First you should know that pastors are in my family.  People tend to become business people or ministers in my family - those are the top most popular occupations (with farming as a close third thanks to my mom's side). So when I got handed two ministers as parents, it was no wonder that my Christian socialization was deep.  Even though my parents are progressive, my father's enlightenment thinking (sorry Dad, but it's totally true) and my mother's more hooby dooby perspective (only recently discovered), I still somehow was hemmed into the Christian fold.  Even when I was in highschool, desperately wanting to try out and see different religious customs, I was required to be in church every Sunday.  It is the price of being a child of the clergy.  The rule is that pastor's kids are either very good or very bad, there is nothing in between.  I fell in the good category.

It was through a process of rebellious ebb and flow that I some how came to my current spiritual place in time.  Maybe it was the natural progression, from the wild ride of art school, to studying abroad in atheist Central Europe, to finally studying world religions in the religious melting pot of the world - India.  It must have been the result of these things, and the failure of church after church to do what I thought was required.  In the end, the result was a complete disillusionment, and ultimately, a loss of faith. 

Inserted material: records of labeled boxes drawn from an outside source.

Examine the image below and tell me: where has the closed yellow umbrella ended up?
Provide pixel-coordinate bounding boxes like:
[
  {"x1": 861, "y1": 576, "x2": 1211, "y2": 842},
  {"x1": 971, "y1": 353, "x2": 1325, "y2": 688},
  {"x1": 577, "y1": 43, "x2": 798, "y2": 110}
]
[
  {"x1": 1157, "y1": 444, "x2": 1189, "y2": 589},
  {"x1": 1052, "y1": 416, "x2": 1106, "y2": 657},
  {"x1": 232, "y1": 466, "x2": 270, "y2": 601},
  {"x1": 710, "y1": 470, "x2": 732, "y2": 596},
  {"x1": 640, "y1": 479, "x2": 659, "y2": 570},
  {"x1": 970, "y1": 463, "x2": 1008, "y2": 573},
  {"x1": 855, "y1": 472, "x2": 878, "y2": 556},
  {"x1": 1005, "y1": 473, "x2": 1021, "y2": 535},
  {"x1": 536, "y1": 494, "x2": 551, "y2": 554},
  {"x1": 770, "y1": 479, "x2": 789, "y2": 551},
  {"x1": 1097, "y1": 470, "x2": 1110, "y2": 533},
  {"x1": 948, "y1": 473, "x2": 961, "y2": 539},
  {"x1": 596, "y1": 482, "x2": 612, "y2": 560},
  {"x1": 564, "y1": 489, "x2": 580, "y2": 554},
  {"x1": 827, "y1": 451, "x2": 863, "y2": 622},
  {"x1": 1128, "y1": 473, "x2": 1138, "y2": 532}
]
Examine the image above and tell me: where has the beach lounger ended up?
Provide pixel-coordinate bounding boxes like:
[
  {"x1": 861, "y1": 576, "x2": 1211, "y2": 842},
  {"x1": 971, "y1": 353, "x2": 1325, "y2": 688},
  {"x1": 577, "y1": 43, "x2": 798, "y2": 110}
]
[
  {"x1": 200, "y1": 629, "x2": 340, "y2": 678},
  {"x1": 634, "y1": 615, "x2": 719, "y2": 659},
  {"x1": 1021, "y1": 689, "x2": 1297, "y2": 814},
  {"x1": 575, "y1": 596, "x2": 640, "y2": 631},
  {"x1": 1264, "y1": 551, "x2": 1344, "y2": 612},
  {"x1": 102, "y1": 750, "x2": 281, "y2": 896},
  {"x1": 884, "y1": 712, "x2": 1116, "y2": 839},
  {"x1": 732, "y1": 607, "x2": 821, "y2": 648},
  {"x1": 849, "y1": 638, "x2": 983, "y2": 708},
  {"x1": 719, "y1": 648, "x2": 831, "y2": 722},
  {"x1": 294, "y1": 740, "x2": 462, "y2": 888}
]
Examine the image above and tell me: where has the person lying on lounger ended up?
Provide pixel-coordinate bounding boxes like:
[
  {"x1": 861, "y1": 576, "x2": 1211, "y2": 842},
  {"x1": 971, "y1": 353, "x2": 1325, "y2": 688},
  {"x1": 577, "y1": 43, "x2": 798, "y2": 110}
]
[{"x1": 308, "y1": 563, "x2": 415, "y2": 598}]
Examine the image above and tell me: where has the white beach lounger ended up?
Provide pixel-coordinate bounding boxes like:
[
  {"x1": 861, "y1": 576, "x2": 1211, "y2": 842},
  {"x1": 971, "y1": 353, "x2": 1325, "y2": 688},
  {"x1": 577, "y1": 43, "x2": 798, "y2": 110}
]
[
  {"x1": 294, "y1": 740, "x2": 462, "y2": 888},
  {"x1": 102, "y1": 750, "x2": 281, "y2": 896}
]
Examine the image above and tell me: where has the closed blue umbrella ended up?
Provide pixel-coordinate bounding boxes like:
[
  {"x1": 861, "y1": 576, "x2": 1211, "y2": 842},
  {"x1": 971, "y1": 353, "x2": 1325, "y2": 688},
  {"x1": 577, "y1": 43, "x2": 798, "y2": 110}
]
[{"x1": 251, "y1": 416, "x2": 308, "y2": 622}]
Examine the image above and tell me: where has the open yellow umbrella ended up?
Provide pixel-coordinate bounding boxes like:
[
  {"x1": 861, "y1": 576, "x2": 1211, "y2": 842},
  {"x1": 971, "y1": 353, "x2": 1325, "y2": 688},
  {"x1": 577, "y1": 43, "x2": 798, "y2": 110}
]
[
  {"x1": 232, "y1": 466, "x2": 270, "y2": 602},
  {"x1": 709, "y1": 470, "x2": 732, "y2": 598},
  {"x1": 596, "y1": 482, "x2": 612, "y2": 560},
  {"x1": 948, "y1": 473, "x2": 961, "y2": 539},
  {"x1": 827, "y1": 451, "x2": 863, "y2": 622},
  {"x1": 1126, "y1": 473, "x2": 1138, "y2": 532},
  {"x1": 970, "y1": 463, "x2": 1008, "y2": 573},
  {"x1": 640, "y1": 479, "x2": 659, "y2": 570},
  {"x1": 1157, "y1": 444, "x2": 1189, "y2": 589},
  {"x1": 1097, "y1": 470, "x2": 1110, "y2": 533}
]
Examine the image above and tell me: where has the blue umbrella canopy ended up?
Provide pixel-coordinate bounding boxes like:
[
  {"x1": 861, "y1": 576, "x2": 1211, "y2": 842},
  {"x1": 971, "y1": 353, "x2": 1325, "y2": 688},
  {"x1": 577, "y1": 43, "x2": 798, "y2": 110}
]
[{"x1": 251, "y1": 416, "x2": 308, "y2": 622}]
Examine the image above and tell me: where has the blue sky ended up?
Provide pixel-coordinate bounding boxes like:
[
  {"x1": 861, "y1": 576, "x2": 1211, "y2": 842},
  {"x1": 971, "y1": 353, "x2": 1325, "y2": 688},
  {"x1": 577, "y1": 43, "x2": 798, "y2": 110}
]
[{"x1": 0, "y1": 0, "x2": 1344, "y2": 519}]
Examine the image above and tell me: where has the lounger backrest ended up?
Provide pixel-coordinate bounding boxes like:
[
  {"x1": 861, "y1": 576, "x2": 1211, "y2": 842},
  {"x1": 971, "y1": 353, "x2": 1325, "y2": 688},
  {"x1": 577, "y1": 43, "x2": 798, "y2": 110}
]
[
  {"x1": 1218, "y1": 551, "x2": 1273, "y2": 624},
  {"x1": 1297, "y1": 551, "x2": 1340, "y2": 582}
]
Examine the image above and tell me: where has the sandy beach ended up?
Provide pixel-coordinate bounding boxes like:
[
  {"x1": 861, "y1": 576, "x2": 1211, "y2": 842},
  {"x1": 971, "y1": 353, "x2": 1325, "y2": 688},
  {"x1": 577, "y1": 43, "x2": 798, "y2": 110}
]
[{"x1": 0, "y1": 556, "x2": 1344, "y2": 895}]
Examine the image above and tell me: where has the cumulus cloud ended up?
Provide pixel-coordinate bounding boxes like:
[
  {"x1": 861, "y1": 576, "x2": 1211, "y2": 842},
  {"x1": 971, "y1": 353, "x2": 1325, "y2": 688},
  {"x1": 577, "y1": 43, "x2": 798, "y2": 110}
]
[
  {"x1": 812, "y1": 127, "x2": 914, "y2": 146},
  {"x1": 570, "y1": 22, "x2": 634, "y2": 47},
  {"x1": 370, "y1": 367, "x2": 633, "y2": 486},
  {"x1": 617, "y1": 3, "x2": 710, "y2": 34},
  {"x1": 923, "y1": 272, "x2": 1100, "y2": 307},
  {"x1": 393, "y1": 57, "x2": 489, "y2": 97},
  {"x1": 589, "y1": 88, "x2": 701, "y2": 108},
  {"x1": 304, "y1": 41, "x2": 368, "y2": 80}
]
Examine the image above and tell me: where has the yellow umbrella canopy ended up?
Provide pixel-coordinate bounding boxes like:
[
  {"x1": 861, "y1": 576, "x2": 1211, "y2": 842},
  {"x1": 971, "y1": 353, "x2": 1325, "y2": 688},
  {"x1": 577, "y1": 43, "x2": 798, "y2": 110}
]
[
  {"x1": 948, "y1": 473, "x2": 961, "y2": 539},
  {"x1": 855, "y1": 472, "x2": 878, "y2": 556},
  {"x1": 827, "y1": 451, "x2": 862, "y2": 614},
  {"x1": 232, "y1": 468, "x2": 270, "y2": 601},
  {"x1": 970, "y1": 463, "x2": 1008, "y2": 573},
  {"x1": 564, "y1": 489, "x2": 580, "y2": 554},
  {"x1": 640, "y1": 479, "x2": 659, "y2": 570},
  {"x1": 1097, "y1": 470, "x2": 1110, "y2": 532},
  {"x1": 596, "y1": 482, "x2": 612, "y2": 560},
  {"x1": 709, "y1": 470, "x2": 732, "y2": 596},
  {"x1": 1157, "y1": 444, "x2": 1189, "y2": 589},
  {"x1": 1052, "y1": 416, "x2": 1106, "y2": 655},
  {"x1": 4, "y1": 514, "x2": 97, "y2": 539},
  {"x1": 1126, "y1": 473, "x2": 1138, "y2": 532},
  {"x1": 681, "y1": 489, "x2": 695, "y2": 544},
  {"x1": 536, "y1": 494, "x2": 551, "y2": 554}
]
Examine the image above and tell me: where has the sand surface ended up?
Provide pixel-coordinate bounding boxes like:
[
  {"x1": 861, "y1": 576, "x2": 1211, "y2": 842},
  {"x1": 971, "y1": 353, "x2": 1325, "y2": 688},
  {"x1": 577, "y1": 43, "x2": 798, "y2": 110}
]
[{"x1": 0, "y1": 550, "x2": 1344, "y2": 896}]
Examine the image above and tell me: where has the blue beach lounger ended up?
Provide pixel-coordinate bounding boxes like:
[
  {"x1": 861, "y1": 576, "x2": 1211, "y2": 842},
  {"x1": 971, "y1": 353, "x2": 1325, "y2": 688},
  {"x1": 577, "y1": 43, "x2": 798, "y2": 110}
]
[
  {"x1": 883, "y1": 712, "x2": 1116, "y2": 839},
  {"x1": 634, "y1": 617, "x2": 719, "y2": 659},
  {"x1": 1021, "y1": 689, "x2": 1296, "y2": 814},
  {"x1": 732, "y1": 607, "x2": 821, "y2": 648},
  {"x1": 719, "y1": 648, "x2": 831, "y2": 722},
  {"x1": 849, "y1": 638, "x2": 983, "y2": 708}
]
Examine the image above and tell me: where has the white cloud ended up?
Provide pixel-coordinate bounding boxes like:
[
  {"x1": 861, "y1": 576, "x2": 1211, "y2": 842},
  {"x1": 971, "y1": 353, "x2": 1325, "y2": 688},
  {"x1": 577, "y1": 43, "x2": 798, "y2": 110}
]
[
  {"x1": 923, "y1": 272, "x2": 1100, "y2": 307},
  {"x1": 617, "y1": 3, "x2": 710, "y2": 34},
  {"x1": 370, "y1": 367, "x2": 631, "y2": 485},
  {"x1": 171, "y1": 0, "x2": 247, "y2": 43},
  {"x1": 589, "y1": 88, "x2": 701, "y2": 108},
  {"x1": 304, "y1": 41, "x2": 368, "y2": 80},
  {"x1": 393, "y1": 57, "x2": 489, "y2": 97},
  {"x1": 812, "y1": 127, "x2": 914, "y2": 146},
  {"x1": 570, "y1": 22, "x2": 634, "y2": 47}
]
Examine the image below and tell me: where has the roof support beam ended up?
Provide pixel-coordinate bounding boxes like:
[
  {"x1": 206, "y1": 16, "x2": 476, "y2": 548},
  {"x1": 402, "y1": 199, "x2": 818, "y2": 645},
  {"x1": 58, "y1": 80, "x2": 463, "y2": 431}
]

For a time I thought God had been stolen from me by someone.  Someone else hadn't done their job.  I wanted someone to defend God, to make it right, to prove something was good about religion.  And the truth is there are some things that are good about religion - the community of Christianity and several other world faiths, the code of ethics that helps people to be better and strive to change the world for their fellow humans, or the kernels of truth that are gleaned by each of the world religions.  The problem is that none of them are all right.  None of them are completely true, and some of the things are down right false.  It's true.  I can't deny it having studied what I have and knowing what I know from the different experiences I've had.

Don't get me wrong.  I believe in God.  And maybe I'll find a religious community that won't mind my heretical thoughts some day.  It would be nice to be with a group of people who want to do good in the world, who have some kind of faith that guides them, who don't give me funny looks when I say some of the things on my mind or talk about the experiences I've had.  That seems to be the best I could possibly hope to find short of starting some new kind of institutionalized wonder (and that has its own set of problems).

All I know for certain, is that something is out there nudging me in some kind of direction, and I have no idea who I will be in five years.  I hope it will be the person I put up on my goal board, but who knows what that person will believe or seek in the world.  I just know I will be different. Knowing and accepting that somehow makes things so much easier.  I recommend it to everyone, regardless of the journey to your current spiritual place.